*Synopsis*: ZFS Send/ZFS Receive: Receive Side of Pipe is not created - Causes 
process hang - ksh93

CR 6876768/solaris_nevada changed on Oct 13 2009 by <User 1-90DA97>

=== Field ============ === New Value ============= === Old Value =============

Public Comments        New Note                                               
====================== =========================== ===========================

     
*Change Request ID*: 6876768/solaris_nevada

*Synopsis*: ZFS Send/ZFS Receive: Receive Side of Pipe is not created - Causes 
process hang - ksh93

  Product: solaris
  Category: shell
  Subcategory: korn93
  Type: Defect
  Subtype: 
  Status: 2-Incomplete
  Substatus: Need More Info
  Priority: 2-High
  Introduced In Release: 
  Introduced In Build: 
  Responsible Engineer: <User 1-5Q-9460>
  Keywords: 

=== *Description* ============================================================
zfs send/zfs receive operations experience hang under ksh:

Problem is that the righthand side of the pipe is not being created "receive".  
The included truss will show that the zfs receive is not created as the truss 
doesn't even create the file on a failure mode.

There MAY also be ioctl involvement as indicated by the last line of the 
included truss:

1955:   ioctl(3, ZFS_IOC_SEND, 0x08044A00) (sleeping...)

May also be an issue of when the receive side of an anonymous pipe dies it 
doesn't kill off the corresponding send side of the pipe.

Potentially related CRs:

6859444
6782948
4657448 - Cu reports that the test included in CR4657448 does not fail on his 
host and he feels that the failure apparently depends on having multiple cores 
and the number of processes in the pipeline.

In addition, included as an attachment are the cu scripts. You will find the 
following:

1) diff showing change that eliminated the hang (w/o changing shell)
2) r1.2 of the script that includes the hang
3) current version of script that includes various changes and does not (yet) 
cause hang (but multiple copies, run in parallel, can induce the zfs 3-way 
deadlock described in SR#71405530)
4) script used to create test zpool
5) script to create 100 test zfs [operations]

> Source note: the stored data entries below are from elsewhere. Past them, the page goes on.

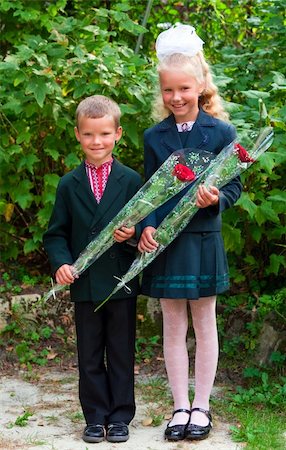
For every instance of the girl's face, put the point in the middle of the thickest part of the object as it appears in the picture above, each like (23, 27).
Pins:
(180, 93)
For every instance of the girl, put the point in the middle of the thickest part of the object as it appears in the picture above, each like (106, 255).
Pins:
(193, 269)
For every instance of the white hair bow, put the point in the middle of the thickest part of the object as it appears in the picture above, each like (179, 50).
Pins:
(178, 39)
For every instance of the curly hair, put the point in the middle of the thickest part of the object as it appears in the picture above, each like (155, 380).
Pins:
(197, 67)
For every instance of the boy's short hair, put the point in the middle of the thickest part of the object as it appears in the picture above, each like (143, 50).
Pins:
(98, 106)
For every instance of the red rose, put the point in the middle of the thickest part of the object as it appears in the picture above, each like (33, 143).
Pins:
(183, 173)
(243, 154)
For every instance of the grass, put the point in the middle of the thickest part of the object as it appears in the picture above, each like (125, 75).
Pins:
(257, 426)
(260, 428)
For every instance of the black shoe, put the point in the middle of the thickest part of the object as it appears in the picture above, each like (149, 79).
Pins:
(93, 433)
(198, 432)
(177, 432)
(117, 432)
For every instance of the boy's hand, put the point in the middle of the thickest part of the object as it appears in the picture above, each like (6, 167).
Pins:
(207, 197)
(123, 234)
(147, 243)
(64, 275)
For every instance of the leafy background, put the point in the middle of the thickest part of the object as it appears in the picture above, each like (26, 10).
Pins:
(54, 53)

*** (#1 of 1): 2009-08-28 00:23:49 GMT+00:00 <User 1-90DA97>
*** Last Edit: 2009-09-23 15:13:21 GMT+00:00 <User 1-90DA97>


=== *Public Comments* ========================================================
I don't see any indication that this is a ZFS bug.  Please provide a crash dump 
from when the system is "hung".

This bug will be closed or recategorized as a ksh bug on September 10 if more 
information is not provided.

*** (#1 of 8): 2009-08-28 04:38:45 GMT+00:00 <User 1-5Q-9707>

In examining the different trusses provided by the customer, we see that the 
action the customer wants to perform is

zfs send | zfs receive

We trussed both sides of the pipe with:
truss -o sendside zfs send | truss -o recvside zfs receive

This process was run in a loop to transfer multiple snapshots.  The actual 
truss file names are unique across the entire loop.  At some point in the 
process the left hand side hangs.   There was no truss created for the receive 
side.  

This strongly suggests that the receive side of the pipe was not created at 
all.  That the "zfs receive" was not a part of the issue.

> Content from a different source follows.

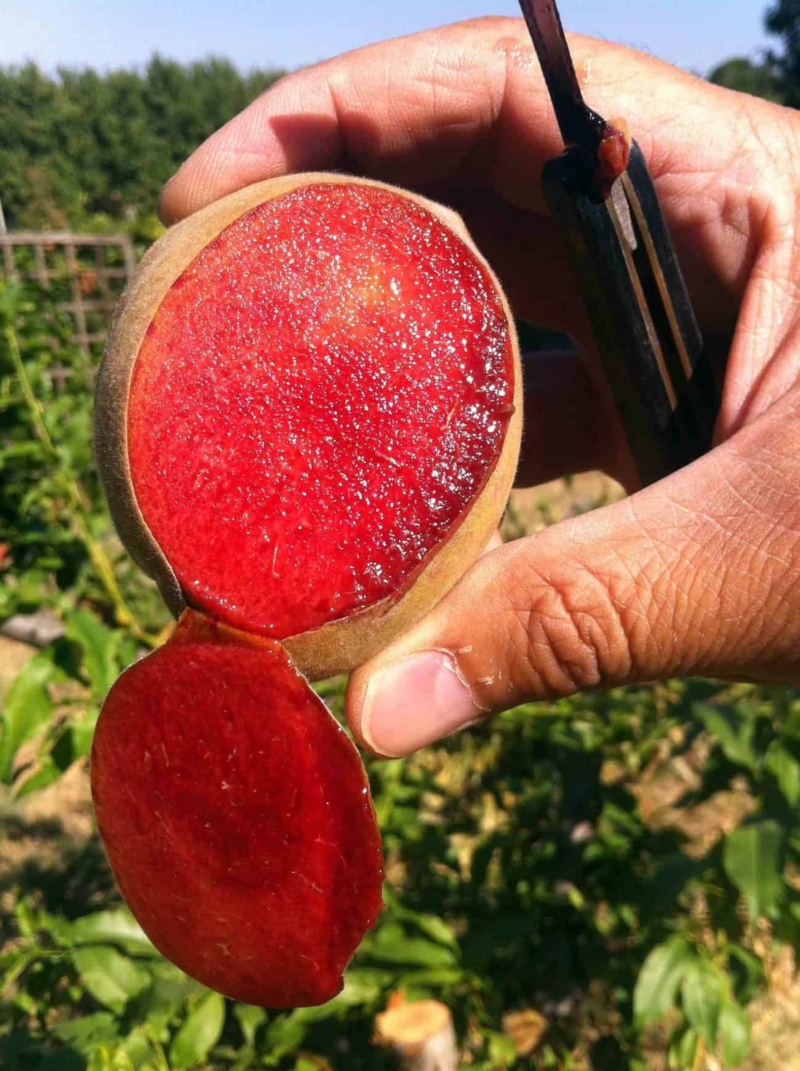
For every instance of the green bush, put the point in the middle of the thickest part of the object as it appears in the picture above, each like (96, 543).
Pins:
(522, 873)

This issue was reproducable on the CU system.   It might take take an hour or 
so, but the issue would happen.  Since the CU is using these scripts to make 
backups, they are run a regular intervals and the chances of failure are very 
high.

In an attempt to issolate the issue, we changed the send/receive pair from 
"zfs" to "dd".  While we moved the same amount of data, in over 300 iterations 
we did not get a single hang.

The analysis suggests that this MIGHT be an interaction between KSH and 
Kernel/ZFS.  The "zfs send" makes a single ioctl() call which generates large 
amounts of data.  That data is moved directly from zfs to a file, by passing 
user space.

Additional point: This lock up is NOT seen if the user pipes across the 
network.  I.e. zfs send | ssh remote.system.com zfs receive

*** (#2 of 8): 2009-08-28 12:45:35 GMT+00:00 <User 1-92VH66>

Based on the additional information that Chris provided, is a crash dump still 
required?

*** (#3 of 8): 2009-08-28 15:03:01 GMT+00:00 <User 1-90DA97>

>From the latest update it looks like it is Solaris kh93 bug.

*** (#4 of 8): 2009-09-23 15:43:34 GMT+00:00 <User 1-1SURPB>

Transfering to shell/korn93 based on last comment for further investigation.

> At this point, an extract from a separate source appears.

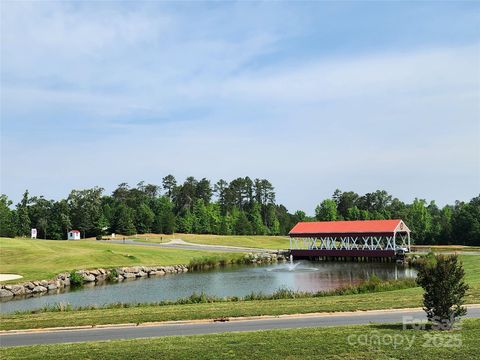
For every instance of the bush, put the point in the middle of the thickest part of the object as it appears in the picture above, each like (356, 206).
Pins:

*** (#5 of 8): 2009-10-01 17:13:43 GMT+00:00 <User 1-3GMVGZ>

Roland Mainz, the OpenSolaris ksh93 integration project lead asks:
 Does the problem go away if you apply the ksh93-integration update2 tarballs 
from
 http://www.opensolaris.org/os/project/ksh93-integration/downloads/2009-09-22/

You can find his e-mail address and the project mailing list/web forum on 
the ksh93 project pages at:
http://opensolaris.org/os/project/ksh93-integration/

*** (#6 of 8): 2009-10-01 20:24:07 GMT+00:00 <User 1-5Q-1267>

Queried customer and asked that he download and apply the eval/test tarballs to 
determine if they resolve the issue.  Will update with results.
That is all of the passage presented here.